The answer is that the agreement has a crippling loophole. First of all, the NBA has what is called a "soft" cap (unlike the NFL, which has a "hard" cap), in order to promote stability. What that means is that a team is allowed to exceed the cap in order to re-sign its own free agents. In other words, if I'm Orlando and I want to sign Tim Duncan this off-season, I'm limited by how much room I have under the cap. If I'm San Antonio, trying to re-sign Duncan, I can pay him whatever I want. The soft cap explains why Portland has a payroll of almost $74 million, even though the cap is $34 million: They are awfully generous when it comes to re-signing players.

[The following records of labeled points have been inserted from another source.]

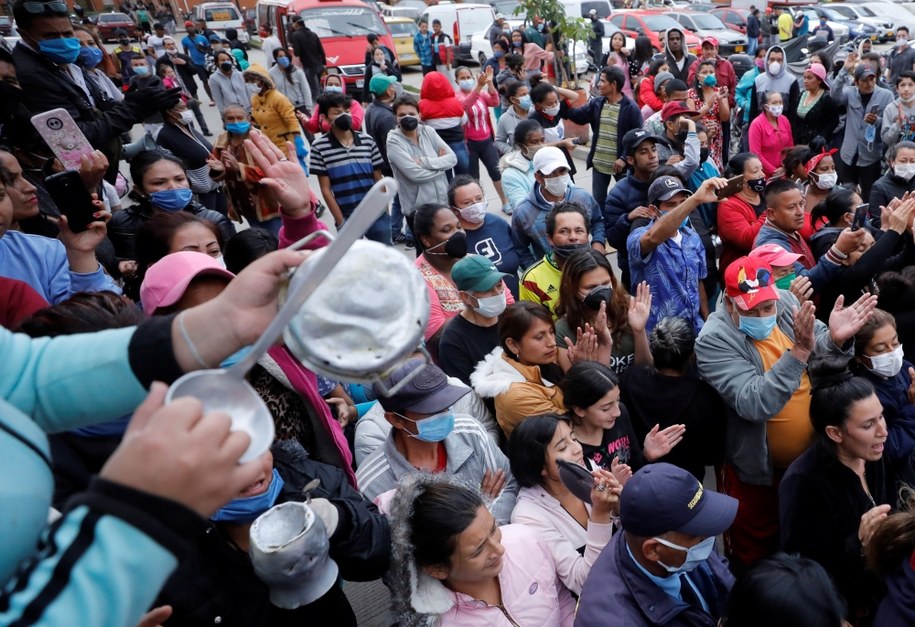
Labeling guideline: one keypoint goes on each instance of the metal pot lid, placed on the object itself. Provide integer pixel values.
(365, 318)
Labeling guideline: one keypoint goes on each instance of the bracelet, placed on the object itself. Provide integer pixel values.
(190, 345)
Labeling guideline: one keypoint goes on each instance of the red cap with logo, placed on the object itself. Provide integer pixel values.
(749, 281)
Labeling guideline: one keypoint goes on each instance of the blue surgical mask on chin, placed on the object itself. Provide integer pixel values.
(61, 50)
(695, 554)
(249, 508)
(757, 328)
(171, 199)
(434, 428)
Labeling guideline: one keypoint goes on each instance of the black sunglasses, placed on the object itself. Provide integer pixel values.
(37, 8)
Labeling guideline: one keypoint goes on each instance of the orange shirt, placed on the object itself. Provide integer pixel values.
(789, 432)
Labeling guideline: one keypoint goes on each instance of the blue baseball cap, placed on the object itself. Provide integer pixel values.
(662, 497)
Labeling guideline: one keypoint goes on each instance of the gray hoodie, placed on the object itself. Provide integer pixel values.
(424, 181)
(728, 360)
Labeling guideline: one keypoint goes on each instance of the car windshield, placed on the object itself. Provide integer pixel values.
(708, 22)
(221, 14)
(343, 21)
(846, 12)
(402, 28)
(657, 23)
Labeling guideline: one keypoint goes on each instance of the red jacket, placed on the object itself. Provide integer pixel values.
(724, 72)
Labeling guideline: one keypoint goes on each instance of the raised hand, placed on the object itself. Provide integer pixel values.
(845, 322)
(658, 443)
(639, 307)
(284, 179)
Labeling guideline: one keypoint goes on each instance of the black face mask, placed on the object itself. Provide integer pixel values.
(455, 246)
(600, 294)
(757, 185)
(409, 122)
(344, 121)
(565, 250)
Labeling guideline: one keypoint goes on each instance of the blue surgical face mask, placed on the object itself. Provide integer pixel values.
(695, 555)
(434, 428)
(238, 128)
(172, 199)
(758, 328)
(89, 57)
(249, 508)
(61, 50)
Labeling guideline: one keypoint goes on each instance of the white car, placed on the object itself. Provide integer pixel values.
(860, 13)
(704, 25)
(481, 49)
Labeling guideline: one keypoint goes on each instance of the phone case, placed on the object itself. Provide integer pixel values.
(63, 136)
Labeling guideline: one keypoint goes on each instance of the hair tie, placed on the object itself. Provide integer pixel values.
(814, 161)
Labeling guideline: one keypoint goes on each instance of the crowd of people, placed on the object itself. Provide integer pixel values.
(709, 342)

To rein in teams that over-exploit the soft cap, the collective bargaining agreement also includes a luxury tax. According to a complicated formula, a second cap is created—significantly higher than the first—and for every dollar a team is over the second cap, they're required to pay a dollar in penalties. (See this FAQ on salary caps for more info.)

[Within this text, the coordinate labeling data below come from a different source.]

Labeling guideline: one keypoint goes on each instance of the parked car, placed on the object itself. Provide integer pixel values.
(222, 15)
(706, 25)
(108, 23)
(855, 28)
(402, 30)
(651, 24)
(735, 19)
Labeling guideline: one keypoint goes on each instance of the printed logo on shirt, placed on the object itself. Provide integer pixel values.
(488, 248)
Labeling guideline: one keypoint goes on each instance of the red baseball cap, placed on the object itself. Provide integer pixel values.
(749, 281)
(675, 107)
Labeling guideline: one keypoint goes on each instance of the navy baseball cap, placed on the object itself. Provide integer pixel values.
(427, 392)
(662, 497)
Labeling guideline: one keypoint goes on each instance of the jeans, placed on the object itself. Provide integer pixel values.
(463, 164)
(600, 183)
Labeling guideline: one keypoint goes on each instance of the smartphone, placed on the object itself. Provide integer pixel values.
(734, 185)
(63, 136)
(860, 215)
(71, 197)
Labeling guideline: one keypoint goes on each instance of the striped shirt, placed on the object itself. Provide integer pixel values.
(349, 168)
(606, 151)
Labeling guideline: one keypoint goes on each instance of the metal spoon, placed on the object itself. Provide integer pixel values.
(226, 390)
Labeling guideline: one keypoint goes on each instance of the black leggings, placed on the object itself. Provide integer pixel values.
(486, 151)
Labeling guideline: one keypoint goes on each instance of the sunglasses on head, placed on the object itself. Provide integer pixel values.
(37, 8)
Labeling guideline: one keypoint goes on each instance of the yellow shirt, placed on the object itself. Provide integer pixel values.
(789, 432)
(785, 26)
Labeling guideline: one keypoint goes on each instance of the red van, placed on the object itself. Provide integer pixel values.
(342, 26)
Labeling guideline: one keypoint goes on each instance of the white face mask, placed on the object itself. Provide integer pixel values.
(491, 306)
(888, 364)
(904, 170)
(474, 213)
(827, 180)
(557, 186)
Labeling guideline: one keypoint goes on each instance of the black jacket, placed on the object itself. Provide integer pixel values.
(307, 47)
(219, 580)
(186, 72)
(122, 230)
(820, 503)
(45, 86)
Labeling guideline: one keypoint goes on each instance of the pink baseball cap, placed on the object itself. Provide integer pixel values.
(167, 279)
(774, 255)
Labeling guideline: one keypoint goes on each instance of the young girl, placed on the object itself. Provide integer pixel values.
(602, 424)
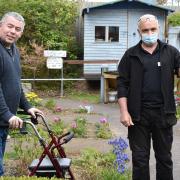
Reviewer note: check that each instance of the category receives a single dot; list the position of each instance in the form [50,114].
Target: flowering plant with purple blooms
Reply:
[119,147]
[103,120]
[102,129]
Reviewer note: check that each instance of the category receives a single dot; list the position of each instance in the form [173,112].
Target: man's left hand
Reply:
[33,111]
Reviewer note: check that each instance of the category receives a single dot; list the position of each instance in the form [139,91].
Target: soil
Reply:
[77,145]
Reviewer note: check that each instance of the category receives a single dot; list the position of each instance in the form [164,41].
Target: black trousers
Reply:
[140,136]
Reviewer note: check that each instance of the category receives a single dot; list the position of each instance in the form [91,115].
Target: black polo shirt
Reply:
[151,89]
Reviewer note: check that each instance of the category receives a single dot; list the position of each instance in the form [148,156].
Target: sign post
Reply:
[55,61]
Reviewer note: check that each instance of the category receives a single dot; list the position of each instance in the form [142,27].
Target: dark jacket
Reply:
[11,93]
[129,82]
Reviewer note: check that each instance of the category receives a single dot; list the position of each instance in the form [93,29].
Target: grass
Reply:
[84,96]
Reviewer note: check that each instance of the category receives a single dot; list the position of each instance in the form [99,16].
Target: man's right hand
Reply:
[15,122]
[126,119]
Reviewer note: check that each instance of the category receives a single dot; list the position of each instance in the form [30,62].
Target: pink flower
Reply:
[74,125]
[56,119]
[103,120]
[58,109]
[177,92]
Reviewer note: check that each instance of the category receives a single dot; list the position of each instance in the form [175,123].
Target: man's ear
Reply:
[139,32]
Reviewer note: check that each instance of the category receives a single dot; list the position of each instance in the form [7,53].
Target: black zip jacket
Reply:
[129,82]
[11,93]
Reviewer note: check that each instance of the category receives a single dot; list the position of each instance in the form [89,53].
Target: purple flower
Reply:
[103,120]
[119,147]
[58,109]
[56,119]
[74,125]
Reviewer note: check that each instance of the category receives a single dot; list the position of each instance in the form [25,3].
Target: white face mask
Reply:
[150,39]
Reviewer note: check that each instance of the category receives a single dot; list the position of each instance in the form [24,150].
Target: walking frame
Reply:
[49,164]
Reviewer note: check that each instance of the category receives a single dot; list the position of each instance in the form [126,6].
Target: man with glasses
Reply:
[11,93]
[146,99]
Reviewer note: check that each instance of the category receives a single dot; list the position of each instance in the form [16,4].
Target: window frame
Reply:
[106,34]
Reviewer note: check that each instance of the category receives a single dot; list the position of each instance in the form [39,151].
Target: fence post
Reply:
[103,69]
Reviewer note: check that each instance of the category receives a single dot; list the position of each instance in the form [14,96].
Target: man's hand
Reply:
[126,119]
[33,111]
[15,122]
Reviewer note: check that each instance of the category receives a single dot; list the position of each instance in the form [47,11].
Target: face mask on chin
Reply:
[149,39]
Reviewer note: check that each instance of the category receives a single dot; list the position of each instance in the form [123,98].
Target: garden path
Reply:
[111,112]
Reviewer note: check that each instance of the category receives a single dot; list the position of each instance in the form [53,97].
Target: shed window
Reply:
[100,32]
[113,34]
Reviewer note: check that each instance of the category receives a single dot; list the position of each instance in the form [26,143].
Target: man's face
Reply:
[148,27]
[10,30]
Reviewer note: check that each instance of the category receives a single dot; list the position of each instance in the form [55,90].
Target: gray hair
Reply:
[16,15]
[146,17]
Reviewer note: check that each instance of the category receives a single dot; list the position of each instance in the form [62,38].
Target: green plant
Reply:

But here's where the loophole comes in. The second cap doesn't automatically apply to big spenders. It kicks in only when the total of all players' salaries exceeds 61.1 percent of total basketball revenues for that year. And that 61.1 percent is a very generous level. In all, it's never been breached. Last year—prorated for a full season—players' salaries were about 58 percent of revenue. This year, even after players' salaries jumped a whopping 18 percent in the off-season, the National Basketball Players Association estimates they'll reach only about 59 percent of revenue. It's possible, for course, that by 2001-2002, when the luxury tax kicks in for the first time, continued salary inflation will have pushed us above that mark. But that season, it should be pointed out, will be the fourth and final year of the NBA's television deal with NBC. And if, as expected, the next deal is more lucrative, the share of revenues taken up by salaries is going to fall again. The luxury tax may well only be a one-year phenomenon.

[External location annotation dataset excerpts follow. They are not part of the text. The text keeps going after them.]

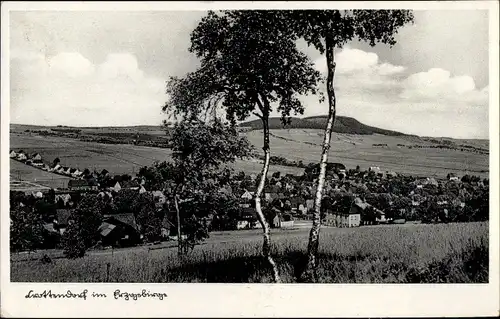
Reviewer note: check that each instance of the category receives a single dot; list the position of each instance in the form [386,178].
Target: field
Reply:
[453,253]
[353,150]
[292,144]
[116,158]
[22,172]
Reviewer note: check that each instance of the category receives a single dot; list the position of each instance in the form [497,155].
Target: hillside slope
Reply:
[343,124]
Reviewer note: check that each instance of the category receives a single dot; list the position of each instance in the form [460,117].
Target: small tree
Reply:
[327,30]
[200,151]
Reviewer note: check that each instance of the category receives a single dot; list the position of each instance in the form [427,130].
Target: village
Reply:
[353,198]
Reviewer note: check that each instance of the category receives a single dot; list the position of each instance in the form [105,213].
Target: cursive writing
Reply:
[144,294]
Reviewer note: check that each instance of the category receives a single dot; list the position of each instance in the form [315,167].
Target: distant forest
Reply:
[343,124]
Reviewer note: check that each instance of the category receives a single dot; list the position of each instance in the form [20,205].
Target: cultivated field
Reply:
[22,172]
[292,144]
[353,150]
[116,158]
[454,253]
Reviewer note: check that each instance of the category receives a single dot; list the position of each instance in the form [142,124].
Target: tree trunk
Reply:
[312,249]
[266,247]
[179,239]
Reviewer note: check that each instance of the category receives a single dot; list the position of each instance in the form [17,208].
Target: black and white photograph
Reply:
[259,145]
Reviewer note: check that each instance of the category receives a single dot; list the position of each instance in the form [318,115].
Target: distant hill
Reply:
[343,124]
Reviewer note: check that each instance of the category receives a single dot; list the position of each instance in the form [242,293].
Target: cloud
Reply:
[69,89]
[434,102]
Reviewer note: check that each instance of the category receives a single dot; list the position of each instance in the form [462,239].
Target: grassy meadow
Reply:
[292,144]
[442,253]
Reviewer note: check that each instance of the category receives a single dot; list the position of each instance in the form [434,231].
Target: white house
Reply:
[36,157]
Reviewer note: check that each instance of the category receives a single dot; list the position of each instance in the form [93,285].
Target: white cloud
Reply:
[433,102]
[68,89]
[438,83]
[72,64]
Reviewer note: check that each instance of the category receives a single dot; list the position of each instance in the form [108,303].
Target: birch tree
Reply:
[249,65]
[327,30]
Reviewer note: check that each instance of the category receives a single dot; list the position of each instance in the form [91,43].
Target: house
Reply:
[391,174]
[38,164]
[104,194]
[21,156]
[64,198]
[351,218]
[247,195]
[117,187]
[79,184]
[119,230]
[309,205]
[76,173]
[431,181]
[166,226]
[159,197]
[248,219]
[242,224]
[63,219]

The genius—if you want to call it that—of the Trail Blazers and the Knicks, in other words, is that they recognized, in advance of everyone else, that the luxury tax was essentially toothless. So long as most NBA teams exercise some restraint—which most owners clearly want to do—the system allows teams like the Knicks and Trail Blazers to spend all they want. The fact that the Clippers spend only $22.5 million and the Bulls spend $27 million means that Portland can get away with paying Damon Stoudamire $10 million a year and Jermaine O'Neal—Jermaine O'Neal!—$5 million a year. It's hard to comprehend just how idiotic this system is. The reason we have regulatory or enforcement systems of any sort—from the IRS to police departments—is not because most of us want to break the law; it's because a tiny minority wants to break the law. Professional sports are no different. Competitive inequities are caused by the actions of a small number of owners—like George Steinbrenner or Peter Angelos or Paul Allen—who, by virtue of their temperament or deep pockets, are willing to pay anything for a winner. A solution that gives the profligate few carte blanche is not a solution. We gave up half the season last year for this?